Bram carried a lantern with him and used the candle inside to light mine. “I brought you a tinderbox for when your light goes out. Some more rations too.”

“Thank you.”

He set another hunk of bread and some cheese on the table. Also a bottle of beer and more candles.

“Did you go up the hatch today?” he asked.

“I didn't dare,” I said. “I heard voices in the surgeon's cabin.” But I needed to go up soon to empty the slop bucket through the surgeon's porthole. The smell was nearly as bad as the bilge water.

“That's no matter,” Bram said. “If you take care, you should be able to stay there as long as you like. Clockert almost never unlocks the storeroom, and Krause, his mate, don't have a key. Also, I oiled the hinges on the hatch for you last night. When things settle down a bit you should be able to get some food from the galley. You'll need to, 'cause you can't get into the bread room from here. You got to go down the hatch in the gunroom to get into it.”

“Where is the bread room?”

“Why, it's right there on the other side of that wall,” he said, pointing to the rear of the cabin. “The bread room's got tin over all the walls to keep out rats and bugs and such. It's where we stow stuff like bread, biscuits, flour, and cheese. And also gunpowder, which is why the only way in is through the gunroom one deck up.”

“You keep gunpowder with bread?”

“Can you think of a drier place?”

I couldn't.

“I'll try going up tomorrow, then. Or, er, later today? Can you tell me, Bram, what time it is? Is it day or night? I think I've worked out the bells, but I don't know the hour.”

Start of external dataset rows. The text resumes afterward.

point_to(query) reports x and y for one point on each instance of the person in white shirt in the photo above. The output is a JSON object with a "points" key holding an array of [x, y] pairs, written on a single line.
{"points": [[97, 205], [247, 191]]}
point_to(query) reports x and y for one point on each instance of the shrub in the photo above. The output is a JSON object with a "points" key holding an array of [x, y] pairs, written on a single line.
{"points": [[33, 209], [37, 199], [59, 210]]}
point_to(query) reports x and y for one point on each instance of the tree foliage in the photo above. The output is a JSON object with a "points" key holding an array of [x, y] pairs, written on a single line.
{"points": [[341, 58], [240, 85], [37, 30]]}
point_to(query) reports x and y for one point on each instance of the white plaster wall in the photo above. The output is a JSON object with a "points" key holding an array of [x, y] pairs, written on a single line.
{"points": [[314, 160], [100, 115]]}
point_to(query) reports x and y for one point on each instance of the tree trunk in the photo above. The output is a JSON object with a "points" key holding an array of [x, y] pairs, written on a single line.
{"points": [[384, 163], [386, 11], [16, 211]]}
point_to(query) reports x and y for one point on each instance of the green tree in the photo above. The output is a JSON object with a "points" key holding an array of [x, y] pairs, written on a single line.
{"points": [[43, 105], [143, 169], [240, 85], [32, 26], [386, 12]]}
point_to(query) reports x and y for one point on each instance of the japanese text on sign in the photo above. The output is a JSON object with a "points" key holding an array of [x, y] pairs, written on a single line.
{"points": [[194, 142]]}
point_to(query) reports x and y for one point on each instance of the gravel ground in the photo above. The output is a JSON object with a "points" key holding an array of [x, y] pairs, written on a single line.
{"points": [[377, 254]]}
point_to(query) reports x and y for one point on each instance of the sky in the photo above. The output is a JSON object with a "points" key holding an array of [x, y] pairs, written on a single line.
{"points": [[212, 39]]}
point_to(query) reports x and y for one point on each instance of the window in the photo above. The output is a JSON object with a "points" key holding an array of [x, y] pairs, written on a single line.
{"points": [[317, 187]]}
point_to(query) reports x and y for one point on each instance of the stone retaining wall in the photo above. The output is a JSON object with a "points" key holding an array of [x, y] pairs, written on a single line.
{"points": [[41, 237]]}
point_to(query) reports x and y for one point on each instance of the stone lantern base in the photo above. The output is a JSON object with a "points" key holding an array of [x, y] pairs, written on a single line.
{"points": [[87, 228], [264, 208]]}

Bram said it was afternoon and he gave me an explanation of the bells that included mentions of dogs and watches and lubbers. He must have read bewilderment on my face, because he stopped his lecture and said, “Give it a few days and you'll figure it out.”

“I'll make sure I do,” I promised.

“We're under way. Can you tell?”

“I thought I noticed a change in pace,” I squeaked.

“We're making five knots with a good steady wind. Fair skies and Barometer Piet says his hand is feeling fine.”

I hadn't the slightest idea what any of that meant, but Bram seemed happy about it, so I said, “How wonderful.”

“You ready to get working?”

“Absolutely,” I lied. I was ready for a mercury purge.

He eyed me shrewdly. “Seasick, are you?”

“Only a bit.”

“Time will take care of it. And ginger. I'll see if I can get some from Happy Jan the cook. He's got a big root of it in the galley for all the newbies who never been to sea before. Not that we have a lot of 'em, since De Ridder's got his sailors who follow him from ship to ship. I can't say about the soldiers, though. We got about a hundred on board this trip, out of maybe three hundred men total, and usually most of 'em is new to the sea.”

There it was again.
Sweep, shuffle-shuffle-shuffle-shuffle
. “What's that noise?”

“Noise?”

“That sweeping, shuffling sound. I've been hearing it all day.”
Sweep, shuffle-shuffle-shuffle-shuffle.

Bram cocked his head and listened for a moment. “Only it's the soldiers moving around their quarters. They're right over your head if you're in the main part of the hold. They got their own deck there where they stay most of the time, 'cept maybe once or twice a day when they come up for air.”

“Is that why the ceiling is lower in the main hold? To make a place for the soldiers?”

“Aye.”

“But their deck can't be more than four feet high! A grown person can't even stand there!” Which must be why they shuffle around on their knees.

“Why, no, they can't. But that's no matter. What do they need to stand for? The soldiers don't do any ship's work—not unless we get into a battle, in which case they come out and help fight, whatever good that does, since most of 'em is next to useless. No, unless there's a battle, they mostly sleep and play cards all day.”

“But why don't they work?”

“They're soldiers, not sailors, here as passengers to Ba-tavia, where they got jobs waiting for 'em guarding the colony.”